Talk of the promise of stem cells usually revolves around creating new, healthy cells to repair damaged or diseased organs. However, a joint project between Harvard and Columbia Universities has been doing the exact opposite: creating stem cells that will develop into diseased cells. By creating stem cells from people with a known degenerative disorder, the researchers hope to explore the process that cause the diseases, discover where a cure might be most effective, and probe the unexplored area between genetics and disease.
Led by Kevin Eggan at Harvard and Christopher Henderson at Columbia, the research team announced their first major breakthrough on July 31st in an online issue of the journal Science. In the Science paper, the researchers describe how they were able to induce stem cell formation from the skin cells of elderly volunteers suffering from amyotrophic lateral sclerosis (ALS, or Lou Gehrig's disease). The researchers then coaxed the stem cells into developing into motor neurons, the type of cell affected by ALS.
Creating new neurons in a dish provides advantages beyond simply increasing the availability of cells to study. By watching the cells develop through their entire life cycle, from stem cells to mature neuron to diseased cell, the researchers can pinpoint all of the biochemical steps that eventually cause ALS. Any of those steps could be a potential starting point for developing a treatment, and the researchers will be able to perform tests on the isolated neurons far more easily and precisely than they can do in a live patient.
The next step in their research will be to compare the development of the neurons from ALS suffers to neurons derived from the stem cells of healthy volunteers. Henderson hopes that comparison--the step-by-step analysis of what goes wrong in the diseased neurons and not the healthy neurons--will provide the real insight into how to prevent a debilitating neurological disease like ALS.
This almost reminds me, on second thought it does, of a certain anthrax researcher who killed himself recently, ostensibly, according to some reports, infecting others in order to give opportunity to prove the cure he was working on.

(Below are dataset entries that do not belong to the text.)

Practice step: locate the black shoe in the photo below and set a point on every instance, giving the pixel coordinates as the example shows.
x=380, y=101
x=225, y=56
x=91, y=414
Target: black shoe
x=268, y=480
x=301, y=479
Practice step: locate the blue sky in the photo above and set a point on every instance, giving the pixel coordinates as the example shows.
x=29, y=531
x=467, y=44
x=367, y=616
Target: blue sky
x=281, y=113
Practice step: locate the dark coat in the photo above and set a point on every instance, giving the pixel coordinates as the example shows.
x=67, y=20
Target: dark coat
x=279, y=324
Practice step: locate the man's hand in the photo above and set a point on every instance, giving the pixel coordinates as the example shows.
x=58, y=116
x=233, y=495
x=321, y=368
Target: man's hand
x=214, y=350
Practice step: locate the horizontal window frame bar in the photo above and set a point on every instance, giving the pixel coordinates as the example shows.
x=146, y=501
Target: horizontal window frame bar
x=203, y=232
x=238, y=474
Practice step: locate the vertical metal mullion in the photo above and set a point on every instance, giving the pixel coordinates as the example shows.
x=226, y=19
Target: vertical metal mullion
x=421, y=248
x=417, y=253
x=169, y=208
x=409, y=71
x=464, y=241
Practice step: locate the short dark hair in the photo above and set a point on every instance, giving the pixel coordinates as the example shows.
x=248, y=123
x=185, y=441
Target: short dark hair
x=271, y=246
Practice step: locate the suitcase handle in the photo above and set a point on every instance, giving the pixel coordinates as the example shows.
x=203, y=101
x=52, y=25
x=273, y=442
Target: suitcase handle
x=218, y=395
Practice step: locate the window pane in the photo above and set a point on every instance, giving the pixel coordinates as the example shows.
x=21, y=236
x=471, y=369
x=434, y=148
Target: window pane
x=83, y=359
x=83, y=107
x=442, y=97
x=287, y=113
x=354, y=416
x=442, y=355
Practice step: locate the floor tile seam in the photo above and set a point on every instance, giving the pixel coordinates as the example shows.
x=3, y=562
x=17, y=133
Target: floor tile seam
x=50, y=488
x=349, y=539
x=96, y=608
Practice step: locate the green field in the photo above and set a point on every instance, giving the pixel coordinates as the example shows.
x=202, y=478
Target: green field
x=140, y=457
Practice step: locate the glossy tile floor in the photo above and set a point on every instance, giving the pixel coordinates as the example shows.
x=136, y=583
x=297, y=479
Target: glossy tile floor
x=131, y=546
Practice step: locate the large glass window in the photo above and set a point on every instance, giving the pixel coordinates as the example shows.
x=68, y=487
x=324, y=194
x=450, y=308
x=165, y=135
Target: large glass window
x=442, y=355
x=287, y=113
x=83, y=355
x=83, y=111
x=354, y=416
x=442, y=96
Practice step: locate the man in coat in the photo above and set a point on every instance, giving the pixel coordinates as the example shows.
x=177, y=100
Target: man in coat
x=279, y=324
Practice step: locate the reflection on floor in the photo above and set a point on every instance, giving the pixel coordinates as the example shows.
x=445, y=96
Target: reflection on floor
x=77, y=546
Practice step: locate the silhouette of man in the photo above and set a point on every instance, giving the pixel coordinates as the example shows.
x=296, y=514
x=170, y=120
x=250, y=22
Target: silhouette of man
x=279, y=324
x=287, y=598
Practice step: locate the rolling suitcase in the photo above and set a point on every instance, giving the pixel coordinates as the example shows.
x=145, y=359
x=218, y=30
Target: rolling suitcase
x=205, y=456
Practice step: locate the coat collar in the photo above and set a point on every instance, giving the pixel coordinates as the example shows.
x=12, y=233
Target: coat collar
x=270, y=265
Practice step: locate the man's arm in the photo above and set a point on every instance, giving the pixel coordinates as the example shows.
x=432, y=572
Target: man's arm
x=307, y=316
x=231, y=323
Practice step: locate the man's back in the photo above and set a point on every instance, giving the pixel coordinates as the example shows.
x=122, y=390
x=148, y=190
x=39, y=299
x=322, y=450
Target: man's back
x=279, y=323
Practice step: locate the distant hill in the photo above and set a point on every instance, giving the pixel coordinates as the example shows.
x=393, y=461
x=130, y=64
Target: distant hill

I hope this works, but there are many signals to switch a defective gene on or off. In real life while there are genetic signals to turn something on, there are sometimes simultaneous signals to turn it off. Keeping that balance in perspective in the lab may be hard. If a person has a susceptibility for a genetic disease but environmental issues supply the trigger, then these tests may miss that interaction.
It is a good approach, but certainly not a slam dunk.